When I heard that David Tennant had been chosen as Crowley and Michael Sheen as Aziraphale, I was optimistic. And yet, I didn't like their performances. Aziraphale is ... too fussy. And, devil or not, Crowley's eyes are just off-putting. But the more I think about it the more I realize that they couldn't match the images I'd built up in my head of both Aziraphale and Crowley - largely because those images weren't visual, they consisted almost entirely of personality. Which, inevitably, neither of them could match.

The miniseries is remarkably accurate to the book, with most of the variations I noticed having to do with finer plot points it made sense to cut to shorten run-time. Frances McDormand does the introduction and voice-overs (as "The Voice of God," apparently). The title sequences look like they came straight from Terry Gilliam's Monty Python workshop - which is appropriate. One of the series' biggest plot changes was sending Aziraphale and Crowley back to Heaven and Hell respectively for judgment at the end ... and that was a genius comedic twist worthy of Pratchett and Gaiman that I loved.

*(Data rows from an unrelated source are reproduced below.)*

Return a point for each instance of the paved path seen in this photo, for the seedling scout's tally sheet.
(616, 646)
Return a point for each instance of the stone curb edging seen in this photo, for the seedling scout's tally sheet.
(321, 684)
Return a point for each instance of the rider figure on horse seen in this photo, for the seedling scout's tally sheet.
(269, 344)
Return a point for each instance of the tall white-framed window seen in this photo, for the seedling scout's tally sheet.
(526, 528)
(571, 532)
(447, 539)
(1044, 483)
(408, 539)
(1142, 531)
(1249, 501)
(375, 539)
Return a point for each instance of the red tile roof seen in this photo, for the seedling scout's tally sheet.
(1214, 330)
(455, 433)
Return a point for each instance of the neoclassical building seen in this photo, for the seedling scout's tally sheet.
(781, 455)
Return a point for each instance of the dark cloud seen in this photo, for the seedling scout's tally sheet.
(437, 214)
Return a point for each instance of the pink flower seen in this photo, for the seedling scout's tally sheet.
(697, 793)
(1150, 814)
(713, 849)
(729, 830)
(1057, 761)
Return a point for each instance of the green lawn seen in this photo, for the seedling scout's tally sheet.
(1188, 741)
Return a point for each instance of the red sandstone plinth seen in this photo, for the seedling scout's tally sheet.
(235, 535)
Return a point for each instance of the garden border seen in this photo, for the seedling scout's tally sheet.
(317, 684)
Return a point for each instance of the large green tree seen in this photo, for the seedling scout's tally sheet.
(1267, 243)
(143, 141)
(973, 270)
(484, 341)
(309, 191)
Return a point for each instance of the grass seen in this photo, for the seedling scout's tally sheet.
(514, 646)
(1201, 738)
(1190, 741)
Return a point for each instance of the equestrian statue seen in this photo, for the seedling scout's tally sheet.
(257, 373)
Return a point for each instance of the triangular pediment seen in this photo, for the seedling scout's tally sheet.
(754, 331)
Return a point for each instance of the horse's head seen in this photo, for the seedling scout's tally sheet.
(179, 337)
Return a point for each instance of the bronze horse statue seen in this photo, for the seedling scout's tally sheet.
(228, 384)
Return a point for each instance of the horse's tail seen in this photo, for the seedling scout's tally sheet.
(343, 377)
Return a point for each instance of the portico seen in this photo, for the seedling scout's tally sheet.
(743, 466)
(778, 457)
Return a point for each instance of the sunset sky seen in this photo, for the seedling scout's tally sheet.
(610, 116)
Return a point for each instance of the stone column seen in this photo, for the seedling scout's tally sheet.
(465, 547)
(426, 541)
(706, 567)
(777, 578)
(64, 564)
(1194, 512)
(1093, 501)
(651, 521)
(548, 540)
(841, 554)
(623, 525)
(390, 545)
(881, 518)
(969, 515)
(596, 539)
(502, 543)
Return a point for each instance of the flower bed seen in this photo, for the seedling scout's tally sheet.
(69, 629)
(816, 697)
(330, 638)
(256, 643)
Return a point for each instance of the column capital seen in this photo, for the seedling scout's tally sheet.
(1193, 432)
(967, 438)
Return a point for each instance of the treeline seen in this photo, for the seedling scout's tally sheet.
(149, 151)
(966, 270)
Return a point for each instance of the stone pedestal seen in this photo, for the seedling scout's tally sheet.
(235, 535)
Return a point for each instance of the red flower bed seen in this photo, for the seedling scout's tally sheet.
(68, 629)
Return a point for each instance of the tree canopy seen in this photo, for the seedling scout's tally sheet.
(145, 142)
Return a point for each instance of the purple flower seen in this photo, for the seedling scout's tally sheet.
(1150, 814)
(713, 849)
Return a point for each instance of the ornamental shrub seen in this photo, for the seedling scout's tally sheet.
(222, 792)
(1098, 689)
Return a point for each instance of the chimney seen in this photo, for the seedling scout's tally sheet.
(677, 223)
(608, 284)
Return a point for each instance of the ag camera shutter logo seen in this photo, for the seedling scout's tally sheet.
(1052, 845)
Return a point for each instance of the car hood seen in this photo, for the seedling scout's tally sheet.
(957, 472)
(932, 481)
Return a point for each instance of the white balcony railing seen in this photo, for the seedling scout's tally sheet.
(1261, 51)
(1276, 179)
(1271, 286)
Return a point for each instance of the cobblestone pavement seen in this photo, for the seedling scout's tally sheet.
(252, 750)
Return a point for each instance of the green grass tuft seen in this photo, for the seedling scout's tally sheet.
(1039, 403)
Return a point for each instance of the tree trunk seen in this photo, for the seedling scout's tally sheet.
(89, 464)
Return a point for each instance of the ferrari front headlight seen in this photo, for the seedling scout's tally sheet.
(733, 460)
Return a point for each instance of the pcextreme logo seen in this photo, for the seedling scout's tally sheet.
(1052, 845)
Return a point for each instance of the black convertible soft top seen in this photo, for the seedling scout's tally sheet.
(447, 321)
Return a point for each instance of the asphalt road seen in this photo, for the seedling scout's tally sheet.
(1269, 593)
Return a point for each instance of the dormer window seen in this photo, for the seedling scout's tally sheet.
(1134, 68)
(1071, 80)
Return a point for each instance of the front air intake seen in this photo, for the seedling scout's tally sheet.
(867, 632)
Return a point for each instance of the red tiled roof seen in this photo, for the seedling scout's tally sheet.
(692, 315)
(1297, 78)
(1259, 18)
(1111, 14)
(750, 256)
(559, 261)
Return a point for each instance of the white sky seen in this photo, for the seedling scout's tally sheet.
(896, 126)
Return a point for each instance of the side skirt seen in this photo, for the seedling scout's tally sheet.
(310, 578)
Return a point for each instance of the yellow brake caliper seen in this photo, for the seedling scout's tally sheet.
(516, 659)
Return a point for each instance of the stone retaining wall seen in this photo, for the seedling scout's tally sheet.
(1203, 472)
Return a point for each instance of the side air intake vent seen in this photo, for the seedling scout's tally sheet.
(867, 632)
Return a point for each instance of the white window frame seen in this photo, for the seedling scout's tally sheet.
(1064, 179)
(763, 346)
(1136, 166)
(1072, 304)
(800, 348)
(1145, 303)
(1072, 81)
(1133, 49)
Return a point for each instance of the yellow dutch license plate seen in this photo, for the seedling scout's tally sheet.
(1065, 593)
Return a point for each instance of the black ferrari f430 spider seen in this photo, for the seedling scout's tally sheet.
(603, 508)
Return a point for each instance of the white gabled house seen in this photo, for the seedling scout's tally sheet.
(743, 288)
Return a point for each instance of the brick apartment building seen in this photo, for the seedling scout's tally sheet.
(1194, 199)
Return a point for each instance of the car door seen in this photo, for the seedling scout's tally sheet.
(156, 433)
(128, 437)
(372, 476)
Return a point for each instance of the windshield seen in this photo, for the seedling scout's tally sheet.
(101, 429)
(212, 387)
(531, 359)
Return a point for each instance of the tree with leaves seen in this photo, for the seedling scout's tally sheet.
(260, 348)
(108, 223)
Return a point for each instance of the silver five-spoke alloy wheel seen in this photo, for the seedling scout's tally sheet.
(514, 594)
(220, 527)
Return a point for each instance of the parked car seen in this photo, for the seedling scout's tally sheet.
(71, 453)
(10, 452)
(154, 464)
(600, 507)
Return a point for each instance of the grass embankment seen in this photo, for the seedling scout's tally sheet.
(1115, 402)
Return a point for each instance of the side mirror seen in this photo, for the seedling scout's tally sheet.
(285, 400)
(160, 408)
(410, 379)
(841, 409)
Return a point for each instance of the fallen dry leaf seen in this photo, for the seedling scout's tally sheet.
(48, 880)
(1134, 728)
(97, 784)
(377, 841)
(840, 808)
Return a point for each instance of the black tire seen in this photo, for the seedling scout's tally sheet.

In the end I find I still have the mixed feelings that I started with. They stayed true to the book, and they did the best possible job that could be done with such a hard-to-interpret book ... including Sheen and Tennant, who did a good job even if it didn't match my expectations. I'm still not sure they succeeded. I may change my mind if I ever watch it again. I think the book is better, but this is at least fun.